Pagurus forbesii

Scientific classification
- Kingdom: Animalia
- Phylum: Arthropoda
- Clade: Pancrustacea
- Class: Malacostraca
- Order: Decapoda
- Suborder: Pleocyemata
- Infraorder: Anomura
- Family: Paguridae
- Genus: Pagurus
- Species: P. forbesii
- Binomial name: Pagurus forbesii Bell, 1845
- Synonyms: Eupagurus sculptimanus (Lucas, 1846); Pagurus sculptimanus Lucas, 1846;

= Pagurus forbesii =

- Authority: Bell, 1845
- Synonyms: Eupagurus sculptimanus (Lucas, 1846), Pagurus sculptimanus Lucas, 1846

Species of crustacean

Pagurus forbesii is a species of hermit crab in the family Paguridae. It is found in the northeastern Atlantic Ocean and the Mediterranean Sea.

==Taxonomy==
This species was first described by the English zoologist Thomas Bell, writing in the publication, A history of British Crustacea IV. Although the year is usually given as 1846, the part of this publication concerned was actually published in the last week of 1845. The type locality was Falmouth in England. Later in 1846, the French zoologist Hippolyte Lucas described Pagurus sculptimanus from Oran, and this was later determined to be a synonym of P. forbesii.

==Description==
The genus Pagurus consists of around 170 species including 13 found in the eastern Atlantic Ocean. Of these 13, Pagurus forbesii and Pagurus cuanensis are distinctive in having long eyestalks, and the males have characteristic pleopods numbered 2 to 5 on the left. The carapace can grow to a length of about 8.5 mm. The right chela (claw) is hairy and somewhat granulated; the propodus (penultimate segment) has a depression on either side of a long ridge that extends onto the dactylus. The visible portions of this hermit crab are reddish yellow, with darker spotting being present on the abdomen.
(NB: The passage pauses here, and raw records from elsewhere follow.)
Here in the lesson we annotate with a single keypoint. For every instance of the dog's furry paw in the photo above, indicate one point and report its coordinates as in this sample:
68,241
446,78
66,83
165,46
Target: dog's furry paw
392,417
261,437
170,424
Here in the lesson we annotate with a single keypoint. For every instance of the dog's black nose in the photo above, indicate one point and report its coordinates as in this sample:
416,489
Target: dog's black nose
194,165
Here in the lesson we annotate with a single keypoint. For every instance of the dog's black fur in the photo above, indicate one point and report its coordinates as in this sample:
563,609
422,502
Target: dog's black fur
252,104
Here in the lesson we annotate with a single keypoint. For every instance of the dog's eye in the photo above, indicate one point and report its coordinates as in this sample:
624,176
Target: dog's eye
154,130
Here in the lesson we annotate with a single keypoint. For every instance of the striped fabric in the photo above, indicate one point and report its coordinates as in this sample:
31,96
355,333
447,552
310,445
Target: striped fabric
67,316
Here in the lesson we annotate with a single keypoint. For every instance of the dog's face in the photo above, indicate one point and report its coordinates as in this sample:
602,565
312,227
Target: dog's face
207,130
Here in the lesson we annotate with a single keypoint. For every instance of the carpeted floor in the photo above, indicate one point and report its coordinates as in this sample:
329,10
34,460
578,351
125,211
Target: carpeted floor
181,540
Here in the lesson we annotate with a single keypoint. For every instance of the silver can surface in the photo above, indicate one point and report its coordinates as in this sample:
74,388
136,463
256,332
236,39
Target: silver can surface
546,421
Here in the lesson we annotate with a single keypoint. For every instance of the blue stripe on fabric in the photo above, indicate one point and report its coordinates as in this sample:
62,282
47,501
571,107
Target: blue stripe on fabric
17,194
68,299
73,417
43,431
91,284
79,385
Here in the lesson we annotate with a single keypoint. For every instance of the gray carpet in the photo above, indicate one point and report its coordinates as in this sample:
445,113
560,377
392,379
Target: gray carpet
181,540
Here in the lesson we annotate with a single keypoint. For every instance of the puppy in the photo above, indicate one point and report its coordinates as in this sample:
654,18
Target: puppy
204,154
==Distribution and habitat==
Pagurus forbesii occurs in the northeastern Atlantic Ocean and the Mediterranean Sea, its depth range being 25 to 35 m. It inhabits sandy seabeds with coarse and medium-sized grains, as well as coral rubble.

==Ecology==
Like other hermit crabs, P. forbesii uses the empty shells of gastropod molluscs to live in. This crab has been found inhabiting shells of the cornet (Cerithium vulgatum), the thick-lipped dogwhelk (Tritia incrassata), the common tower shell (Turritella communis) and Ocinebrina aciculata. The sea anemone Adamsia palliata often lives on the shell occupied by a hermit crab; usually this is a shell used by Pagurus prideaux, but in the Bay of Naples in Italy, about 8% of the shells occupied by P. forbesii were found to be colonised by the sea anemone.

Three species of hermit crab were found to be present in a bay near Cadiz in southern Spain. Paguristes eremita were the biggest and positively selected the largest and most robust available gastropod shells. Diogenes pugilator and P. forbesii occupied similar-size, lighter shells, but despite being much more abundant, D. pugilator tended not to inhabit the commonest shell Turritella turbona, while P. forbesii seemed to preferentially select them. On occasions, D. pugilator continued to inhabit a shell whose aperture it had outgrown, while P. forbesii and P. eremita moved on to larger shells as they grew.